Des jeux d’acteurs plus simples

« Dans le public, beaucoup de choses non dites parasitent le processus de décision » explique Anaïs*, 43 ans, juriste passée au privé et revenue en territoriale. « En collectivité, il y a deux niveaux assez différents : l’administratif et le politique. Leurs temps et leurs enjeux de pouvoir ne sont pas les mêmes » rappelle Stéphane Guérin, 39 ans, ancien directeur financier d’une communauté d’agglomération, aujourd’hui consultant pour le cabinet Stratorial Finances.

« Sur certains projets, impliquant plusieurs élus et plusieurs services ou directions, les processus de décision pouvaient être particulièrement longs » se souvient Juliette Pernel qui loue à l’inverse la rapidité de décision au sein du comité de direction de Sennse, qu’elle lie également à la taille de l’agence de 40 salariés.

 

Des connaissances et des compétences recherchées
« Grâce à mon expérience en collectivité, je parle le même langage que ceux à qui j’offre mes services aujourd’hui. Je connais leur fonctionnement, leurs besoins ainsi que leurs contraintes. C’est ce qui rend mon travail passionnant et c’est une des raisons pour lesquelles j’ai été engagée chez Sennse » expose Juliette Pernel.
Même constat pour Stéphane Guérin, pour qui « les entreprises ne savent pas comment fonctionne une collectivité territoriale ».
Pour David Méhard : « Les cadres territoriaux doivent garantir qu’on apporte en permanence une réponse de qualité à l’usager. Dans le privé, ils attendent la même chose : la régularité et la continuité des services ».

 

Un management plus souple

« La gestion du personnel me paraît plus souple dans le privé. Sans remettre en cause les fiches de poste de chacun, je peux facilement déplacer une personne d’un projet à l’autre ou faire appel à des ressources extérieures, afin de répondre au mieux aux besoins ou attentes de nos clients » fait valoir Juliette Pernel.
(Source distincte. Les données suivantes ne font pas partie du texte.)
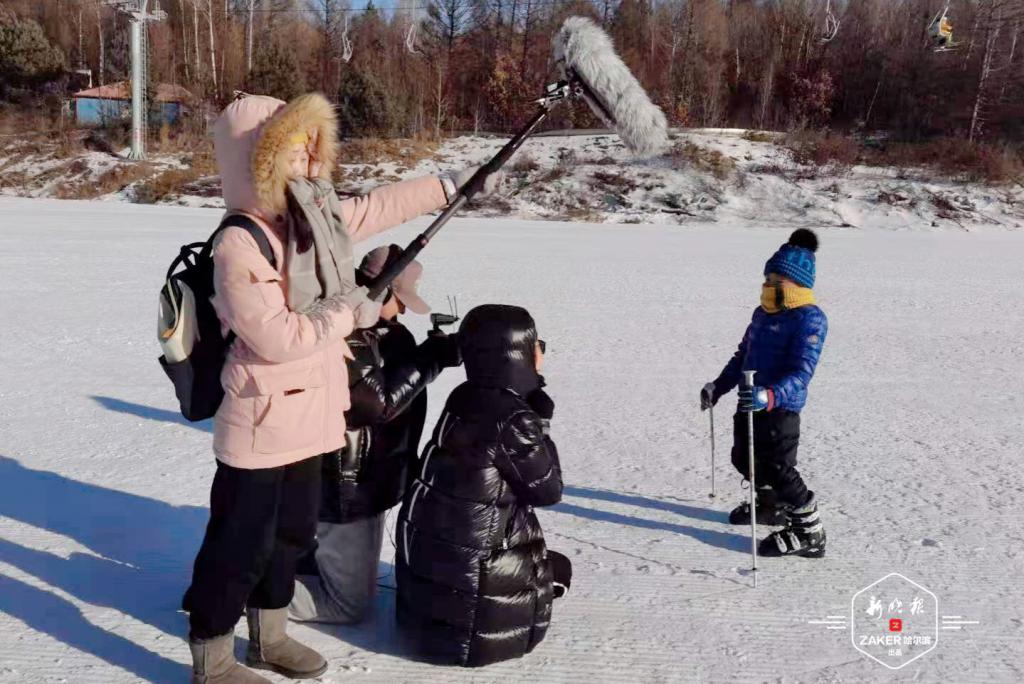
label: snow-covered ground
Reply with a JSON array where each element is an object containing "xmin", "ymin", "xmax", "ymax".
[
  {"xmin": 0, "ymin": 199, "xmax": 1024, "ymax": 684},
  {"xmin": 0, "ymin": 129, "xmax": 1024, "ymax": 230}
]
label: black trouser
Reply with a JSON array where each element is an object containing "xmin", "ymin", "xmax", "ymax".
[
  {"xmin": 732, "ymin": 411, "xmax": 810, "ymax": 506},
  {"xmin": 185, "ymin": 456, "xmax": 321, "ymax": 639}
]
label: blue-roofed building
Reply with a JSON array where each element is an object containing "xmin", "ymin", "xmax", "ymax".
[{"xmin": 72, "ymin": 81, "xmax": 195, "ymax": 126}]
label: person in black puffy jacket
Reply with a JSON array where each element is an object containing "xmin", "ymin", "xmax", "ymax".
[
  {"xmin": 395, "ymin": 304, "xmax": 570, "ymax": 667},
  {"xmin": 289, "ymin": 245, "xmax": 461, "ymax": 624}
]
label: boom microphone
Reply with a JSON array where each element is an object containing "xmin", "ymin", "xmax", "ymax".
[
  {"xmin": 552, "ymin": 16, "xmax": 669, "ymax": 157},
  {"xmin": 370, "ymin": 16, "xmax": 669, "ymax": 298}
]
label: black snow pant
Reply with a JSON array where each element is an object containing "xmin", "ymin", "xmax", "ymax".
[
  {"xmin": 732, "ymin": 411, "xmax": 810, "ymax": 507},
  {"xmin": 184, "ymin": 456, "xmax": 321, "ymax": 639}
]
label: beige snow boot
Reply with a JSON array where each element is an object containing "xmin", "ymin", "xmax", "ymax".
[
  {"xmin": 246, "ymin": 608, "xmax": 327, "ymax": 679},
  {"xmin": 188, "ymin": 632, "xmax": 270, "ymax": 684}
]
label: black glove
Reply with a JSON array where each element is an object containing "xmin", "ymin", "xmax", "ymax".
[
  {"xmin": 700, "ymin": 382, "xmax": 722, "ymax": 411},
  {"xmin": 526, "ymin": 387, "xmax": 555, "ymax": 421},
  {"xmin": 423, "ymin": 330, "xmax": 462, "ymax": 369}
]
« Le travail d’équipe et en transversalité m’a paru plus naturel au sein de la grande banque privée où j’ai exercé qu’actuellement en collectivité » renchérit Anaïs.

 

Une chose est sûre, aucun de nos témoins ne regrette d’avoir connu les deux mondes.

 

Une chose est sûre, aucun de nos témoins ne regrette d’avoir connu les deux mondes. « C’est un enrichissement» souligne Stéphane Guérin, « dans le public, j’ai amélioré mes compétences budgétaires et comptables. Dans le privé, j’ai pu développer d’autres compétences à proposer aux collectivités clientes ».

 

Les secteurs qui recrutent
Vous avez décidé de sauter le pas. Bravo ! Maintenant, quels secteurs allez-vous cibler ? Soyons clairs, les gros bataillons d’employeurs se situent du côté des acteurs économiques qui fournissent des compétences au secteur local : entreprises de réseaux, d’infrastructures, BTP… L’économie sociale et solidaire, qui poursuit des buts d’intérêt général, fournit un autre champ.
De même que le milieu associatif. Ainsi, après quatre ans en mairie au grade d’attaché, puis une expérience à l’étranger, Gwenaëlle Thomas, 40 ans, est devenue déléguée générale d’une importante association : « j’avais envie de changer et j’ai aujourd’hui un poste à multiples dimensions : management, recherche de financements, communication… ».